Wer in den wohlhabenden Ländern Raubbau beenden will, der beendet deren Wirtschaftswachstum. Über die Marktwirtschaft der Zukunft diskutierten Fachleute auf einem Podium des Deutschen Stiftungstages in Stuttgart. Zwei zentrale Stichworte lauteten: Bildung und Beteiligung.

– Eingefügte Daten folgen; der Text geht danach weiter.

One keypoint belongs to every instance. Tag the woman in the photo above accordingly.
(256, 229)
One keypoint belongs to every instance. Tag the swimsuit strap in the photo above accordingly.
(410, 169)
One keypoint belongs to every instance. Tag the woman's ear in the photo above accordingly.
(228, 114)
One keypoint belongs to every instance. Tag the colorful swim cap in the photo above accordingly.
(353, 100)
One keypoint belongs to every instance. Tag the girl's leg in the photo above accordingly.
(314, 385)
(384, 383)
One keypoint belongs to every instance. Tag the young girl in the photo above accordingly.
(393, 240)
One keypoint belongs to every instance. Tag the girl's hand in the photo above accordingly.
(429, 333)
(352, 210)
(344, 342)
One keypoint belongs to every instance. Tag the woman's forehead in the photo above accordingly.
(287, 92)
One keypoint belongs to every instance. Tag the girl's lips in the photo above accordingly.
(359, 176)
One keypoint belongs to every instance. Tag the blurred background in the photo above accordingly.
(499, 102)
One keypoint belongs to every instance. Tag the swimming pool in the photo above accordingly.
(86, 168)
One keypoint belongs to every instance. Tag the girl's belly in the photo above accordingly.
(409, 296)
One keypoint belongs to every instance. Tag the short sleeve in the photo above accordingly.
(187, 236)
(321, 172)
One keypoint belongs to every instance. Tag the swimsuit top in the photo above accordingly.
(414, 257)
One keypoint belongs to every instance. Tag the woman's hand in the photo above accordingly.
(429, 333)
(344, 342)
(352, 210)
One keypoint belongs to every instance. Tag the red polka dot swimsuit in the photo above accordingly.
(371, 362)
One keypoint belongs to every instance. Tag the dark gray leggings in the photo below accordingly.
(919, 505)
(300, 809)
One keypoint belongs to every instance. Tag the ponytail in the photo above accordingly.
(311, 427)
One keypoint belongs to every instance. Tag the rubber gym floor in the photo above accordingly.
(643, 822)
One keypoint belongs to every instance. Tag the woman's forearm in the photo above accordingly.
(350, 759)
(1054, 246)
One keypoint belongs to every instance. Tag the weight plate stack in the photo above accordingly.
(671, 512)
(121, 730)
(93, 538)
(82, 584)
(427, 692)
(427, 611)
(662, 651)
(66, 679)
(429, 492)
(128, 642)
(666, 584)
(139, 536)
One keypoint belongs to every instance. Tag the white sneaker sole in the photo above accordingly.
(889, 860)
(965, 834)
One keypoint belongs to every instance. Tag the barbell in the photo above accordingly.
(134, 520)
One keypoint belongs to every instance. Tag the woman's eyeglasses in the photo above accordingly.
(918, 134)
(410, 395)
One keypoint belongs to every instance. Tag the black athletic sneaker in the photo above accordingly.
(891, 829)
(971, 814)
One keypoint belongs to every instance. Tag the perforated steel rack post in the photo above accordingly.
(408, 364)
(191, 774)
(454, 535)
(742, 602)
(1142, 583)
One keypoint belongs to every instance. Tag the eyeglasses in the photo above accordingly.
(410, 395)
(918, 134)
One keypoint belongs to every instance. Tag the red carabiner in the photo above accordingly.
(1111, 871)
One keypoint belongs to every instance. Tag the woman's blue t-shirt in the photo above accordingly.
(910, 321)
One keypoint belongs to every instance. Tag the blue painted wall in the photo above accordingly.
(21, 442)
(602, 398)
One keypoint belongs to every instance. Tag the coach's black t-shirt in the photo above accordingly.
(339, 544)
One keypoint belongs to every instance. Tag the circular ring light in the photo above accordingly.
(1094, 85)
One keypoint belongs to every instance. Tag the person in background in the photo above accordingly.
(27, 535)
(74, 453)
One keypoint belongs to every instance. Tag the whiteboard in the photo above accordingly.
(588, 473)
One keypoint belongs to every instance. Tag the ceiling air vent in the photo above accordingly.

Stuttgart > „Das Wachstum, das uns vertraut ist, wird es in Zukunft in den wohlhabenden, frühindustrialisierten Ländern nicht geben.“ Das sagte der Vorsitzende der Stiftung Denkwerk Zukunft, Prof. Meinhard Miegel (Bonn), am 11. Mai auf dem Deutschen Stiftungstag in Stuttgart. Miegel wies auf die Notwendigkeit eines Umdenkens hin: Das Glücks- und Heilversprechen einer säkularisierten Welt nach dem Motto „Wir werden materiellen Wohlstand schaffen“ sei so nicht einzuhalten. Die Gesellschaft müsse aufhören, Raubbau an der Umwelt und an der Zukunft zu betreiben. Und „wenn wir aufhören würden, Raubbau zu betreiben, wäre Wachstum nicht möglich.“ Auch die Gesellschaft selbst leide unter Raubbau. „Die Gesellschaft zeigt alle Anzeichen des Schwundes ihres Zusammenhalts.“ Sie sei „kein Hort“ mehr, Familie nicht mehr ein „Biotop für Kinder“. Die frühindustrialisierten Länder hingen bereits an einem Bevölkerungstropf und seien auf Einwanderung angewiesen. Miegel: „Die Fortsetzung des bisherigen Kurses führt zu einer Zersetzung von Umwelt und Gesellschaft bis hin zu ihrem völligen Kollaps.“

Verbrauchsstiftungen als Zukunftsmodell

Auch Stiftungen seien von den absehbaren Veränderungen betroffen: Sie würden langfristig nicht mehr in der Lage sein, ausreichende Vermögenserträge für die Verwirklichung ihrer Ziele zu erreichen. Miegel: „Die Stiftung der Zukunft wird eine Verbrauchsstiftung sein.“ – eine Stiftung also, die ihr Kapital verzehrt.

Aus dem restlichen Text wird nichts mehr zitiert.